He had hopes of plainer speaking at the cocktail party he went to next, at the city house of Averell Harriman, a friendly millionaire who’d been acting recently as an unofficial channel between Moscow and Washington. Knowing that he was curious to see capitalism’s true lions at close quarters, Harriman had invited over about thirty of the richest men in all America. Each guest had to possess or control at least $100 million in assets. These, then, would be the country’s real masters, as opposed to the politicians like Nixon and Eisenhower who merely handled the bourgeoisie’s public business. Now it might be possible to make some real progress.
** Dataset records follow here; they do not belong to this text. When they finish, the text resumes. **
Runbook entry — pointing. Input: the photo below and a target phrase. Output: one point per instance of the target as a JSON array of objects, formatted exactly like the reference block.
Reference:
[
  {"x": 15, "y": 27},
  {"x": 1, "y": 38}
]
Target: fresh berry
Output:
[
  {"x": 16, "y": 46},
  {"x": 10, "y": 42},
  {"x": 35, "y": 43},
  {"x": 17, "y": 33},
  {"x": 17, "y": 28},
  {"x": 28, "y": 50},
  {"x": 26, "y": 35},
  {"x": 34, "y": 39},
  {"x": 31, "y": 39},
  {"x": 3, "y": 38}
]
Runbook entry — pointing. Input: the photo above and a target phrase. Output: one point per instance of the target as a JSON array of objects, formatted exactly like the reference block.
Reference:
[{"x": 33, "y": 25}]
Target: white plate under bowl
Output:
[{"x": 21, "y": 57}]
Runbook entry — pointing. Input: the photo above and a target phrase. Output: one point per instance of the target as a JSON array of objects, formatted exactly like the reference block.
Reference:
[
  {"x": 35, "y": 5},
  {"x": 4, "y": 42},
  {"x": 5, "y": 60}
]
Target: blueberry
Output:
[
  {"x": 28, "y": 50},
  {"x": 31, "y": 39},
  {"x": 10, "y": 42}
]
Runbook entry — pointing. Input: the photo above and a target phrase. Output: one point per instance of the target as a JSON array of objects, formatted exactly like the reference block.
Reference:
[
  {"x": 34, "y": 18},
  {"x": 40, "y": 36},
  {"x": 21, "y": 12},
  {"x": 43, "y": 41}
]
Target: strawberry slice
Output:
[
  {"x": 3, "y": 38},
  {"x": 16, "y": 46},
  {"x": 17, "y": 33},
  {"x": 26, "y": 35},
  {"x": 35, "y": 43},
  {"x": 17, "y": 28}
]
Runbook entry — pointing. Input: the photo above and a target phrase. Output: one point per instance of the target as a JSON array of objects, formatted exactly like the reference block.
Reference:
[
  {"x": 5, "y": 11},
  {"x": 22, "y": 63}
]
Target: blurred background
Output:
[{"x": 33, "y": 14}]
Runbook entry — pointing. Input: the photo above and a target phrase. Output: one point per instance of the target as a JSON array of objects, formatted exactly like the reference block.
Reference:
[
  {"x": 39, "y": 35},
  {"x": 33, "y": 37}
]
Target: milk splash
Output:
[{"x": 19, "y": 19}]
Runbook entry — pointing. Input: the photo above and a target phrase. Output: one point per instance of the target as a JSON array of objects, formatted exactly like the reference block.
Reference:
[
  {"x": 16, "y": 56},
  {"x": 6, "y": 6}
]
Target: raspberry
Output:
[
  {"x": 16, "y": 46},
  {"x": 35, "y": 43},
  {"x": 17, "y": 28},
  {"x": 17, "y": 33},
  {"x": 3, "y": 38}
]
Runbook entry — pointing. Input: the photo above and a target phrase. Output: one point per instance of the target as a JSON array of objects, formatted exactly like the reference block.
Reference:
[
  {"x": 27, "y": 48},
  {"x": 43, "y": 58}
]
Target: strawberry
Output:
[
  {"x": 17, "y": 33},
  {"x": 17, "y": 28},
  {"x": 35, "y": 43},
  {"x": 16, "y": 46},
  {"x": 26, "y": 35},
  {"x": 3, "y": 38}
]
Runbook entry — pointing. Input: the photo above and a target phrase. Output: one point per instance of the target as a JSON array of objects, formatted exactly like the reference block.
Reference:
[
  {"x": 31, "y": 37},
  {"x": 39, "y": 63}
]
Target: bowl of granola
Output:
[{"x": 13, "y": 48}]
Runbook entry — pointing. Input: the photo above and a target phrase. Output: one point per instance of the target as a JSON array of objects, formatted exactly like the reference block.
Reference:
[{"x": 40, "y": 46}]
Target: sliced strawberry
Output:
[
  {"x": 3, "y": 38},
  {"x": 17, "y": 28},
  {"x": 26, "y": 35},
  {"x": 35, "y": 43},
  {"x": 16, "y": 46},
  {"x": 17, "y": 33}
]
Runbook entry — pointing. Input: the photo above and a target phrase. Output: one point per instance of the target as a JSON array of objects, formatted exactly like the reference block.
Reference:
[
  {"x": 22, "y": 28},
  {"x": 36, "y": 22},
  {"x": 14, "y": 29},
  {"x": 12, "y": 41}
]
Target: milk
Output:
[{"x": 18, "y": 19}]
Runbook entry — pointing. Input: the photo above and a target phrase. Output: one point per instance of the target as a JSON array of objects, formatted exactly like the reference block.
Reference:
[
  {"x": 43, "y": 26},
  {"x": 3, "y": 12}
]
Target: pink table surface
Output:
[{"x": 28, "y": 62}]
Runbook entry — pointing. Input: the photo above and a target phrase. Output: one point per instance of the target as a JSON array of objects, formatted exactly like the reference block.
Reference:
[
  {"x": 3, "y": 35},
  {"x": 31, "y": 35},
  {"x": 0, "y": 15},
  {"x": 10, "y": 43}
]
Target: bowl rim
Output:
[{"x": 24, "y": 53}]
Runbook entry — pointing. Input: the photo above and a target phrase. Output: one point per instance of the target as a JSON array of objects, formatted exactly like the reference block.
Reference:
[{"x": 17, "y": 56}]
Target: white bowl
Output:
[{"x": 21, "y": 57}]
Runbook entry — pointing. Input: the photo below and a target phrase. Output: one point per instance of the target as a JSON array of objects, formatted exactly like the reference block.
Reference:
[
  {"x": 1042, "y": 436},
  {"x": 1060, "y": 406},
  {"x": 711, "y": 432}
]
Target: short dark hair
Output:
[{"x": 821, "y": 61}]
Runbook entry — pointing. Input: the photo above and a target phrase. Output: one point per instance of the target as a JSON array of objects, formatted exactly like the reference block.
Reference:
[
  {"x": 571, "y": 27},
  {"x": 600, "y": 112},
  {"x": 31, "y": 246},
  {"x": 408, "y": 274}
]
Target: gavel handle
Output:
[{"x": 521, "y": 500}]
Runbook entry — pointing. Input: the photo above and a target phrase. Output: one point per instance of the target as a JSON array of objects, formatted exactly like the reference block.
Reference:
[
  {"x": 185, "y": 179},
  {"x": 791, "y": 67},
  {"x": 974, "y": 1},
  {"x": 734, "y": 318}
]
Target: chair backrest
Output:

By 5.30 he was sitting on a couch in Harriman’s library, under a large painting by Picasso. Light gleamed on the wood panelling from lampshades made of little pieces of multicoloured glass, like the glass in church windows. He eyed the picture covertly. Picasso might be one of ours, he thought, a friend of world peace etc. etc., but for himself he preferred art where you could tell what was going on. This thing looked, speaking personally, as if it had been painted by a donkey with a brush tied to its tail. But probably it was expensive. Everything else clearly was. It was not difficult to believe that he was in a sanctum of power; that he, a worker, had been admitted into the company of the princes of this world. Whether or not they wanted him there, the force and capacity of the Soviet state had obliged them to let him in. Think of it! Miners had gouged at the stubborn earth, railroadmen had blown on their hands at dawns colder than rigor mortis, machinists had skinned off bright curls of swarf, soldiers had died in the shit and the mud, so that one of their own could demand to be received in this quiet, rich room as an equal. Here he was. They had to deal with him.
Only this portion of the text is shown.